Amy Coney Barrett, President Trump’s upcoming nominee for the U.S. Supreme Court, recently faced criticism from her alma mater about her stance on abortion rights.

More than 1,500 alumni from Rhodes College signed a letter of concern regarding Barrett’s potential appointment.

The letter was written by Rhodes College alumni Rob Marcus and Katherine Morgan. They voiced their opinions regarding Barrett’s political stance on the Affordable Care Act (ACA), the LGBTQ community, and abortion law.

They voiced their opinions regarding Barrett’s political stance on the Affordable Care Act (ACA), the LGBTQ community, and abortion law.

The letter states, “We are likewise firmly and passionately opposed to Rhodes administrators’ attempts to embrace Amy Coney Barrett as an alumna of our beloved alma mater.”

It continues with, “We oppose this embrace because we believe both her record and the process that has produced her nomination are diametrically opposed to the values of truth, loyalty, and service that we learned at Rhodes.”

According to NPR, during the 2016 Presidential debates between President Donald Trump and former Secretary of State Hilary Clinton, President Trump publicly stated that he would only appoint Supreme Court Justices who would vote to rescind the 1973 Roe v. Wade decision.

Trump stated, “That will happen automatically, in my opinion, because I am putting pro-life justices on the court … I will say this: It will go back to the states, and the states will then make a determination.”

The US Supreme Court
Photo Credit: (Claire Anderson) The United States Supreme Court building in Washington, D.C.

The Roe v. Wade Supreme Court decision makes it legal for women to get abortions across the country.
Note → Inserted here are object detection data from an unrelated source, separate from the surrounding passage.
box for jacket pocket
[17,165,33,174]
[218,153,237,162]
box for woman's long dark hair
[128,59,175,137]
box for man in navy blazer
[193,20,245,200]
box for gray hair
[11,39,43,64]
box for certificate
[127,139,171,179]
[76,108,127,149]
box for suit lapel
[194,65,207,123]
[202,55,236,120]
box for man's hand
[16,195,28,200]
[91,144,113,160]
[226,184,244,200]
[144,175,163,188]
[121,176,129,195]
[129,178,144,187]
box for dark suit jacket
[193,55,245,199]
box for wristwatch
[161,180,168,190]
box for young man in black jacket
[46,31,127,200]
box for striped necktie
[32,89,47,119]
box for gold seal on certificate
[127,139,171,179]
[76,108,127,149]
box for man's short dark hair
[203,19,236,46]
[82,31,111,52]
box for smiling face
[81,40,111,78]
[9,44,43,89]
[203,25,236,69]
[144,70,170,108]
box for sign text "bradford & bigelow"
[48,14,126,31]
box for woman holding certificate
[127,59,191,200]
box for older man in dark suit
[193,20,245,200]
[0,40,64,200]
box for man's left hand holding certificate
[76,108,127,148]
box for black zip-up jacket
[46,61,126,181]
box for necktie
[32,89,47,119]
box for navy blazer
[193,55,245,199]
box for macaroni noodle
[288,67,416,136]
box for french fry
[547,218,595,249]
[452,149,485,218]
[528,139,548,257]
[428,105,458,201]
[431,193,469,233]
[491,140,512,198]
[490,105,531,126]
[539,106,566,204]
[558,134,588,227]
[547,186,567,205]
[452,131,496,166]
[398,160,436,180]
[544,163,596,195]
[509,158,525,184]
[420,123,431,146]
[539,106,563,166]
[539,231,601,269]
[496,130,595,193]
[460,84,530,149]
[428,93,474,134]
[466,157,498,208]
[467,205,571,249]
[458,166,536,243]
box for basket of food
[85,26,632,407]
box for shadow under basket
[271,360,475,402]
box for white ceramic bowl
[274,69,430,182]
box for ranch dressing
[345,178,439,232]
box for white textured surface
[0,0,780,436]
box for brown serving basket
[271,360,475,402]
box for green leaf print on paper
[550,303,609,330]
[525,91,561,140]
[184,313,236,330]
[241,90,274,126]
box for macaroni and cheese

During a 2016 lecture on the fate of the supreme court at Jacksonville University, Barrett answered the question of whether or not the Supreme Court would allow states to pass more abortion restrictions.

“I don’t think the core case- Roe‘s core holding that, you know, women have a right to an abortion-I don’t think that would change,” Barrett stated. “But I think the question of whether people can get very late-term abortions, how many restrictions can be put on clinics- I think that would change,” Barrett said.

If Barrett is selected to replace former Supreme Court Justice Ruth Bader Ginsburg, the Republican party will have a 6-3 majority in the Supreme Court.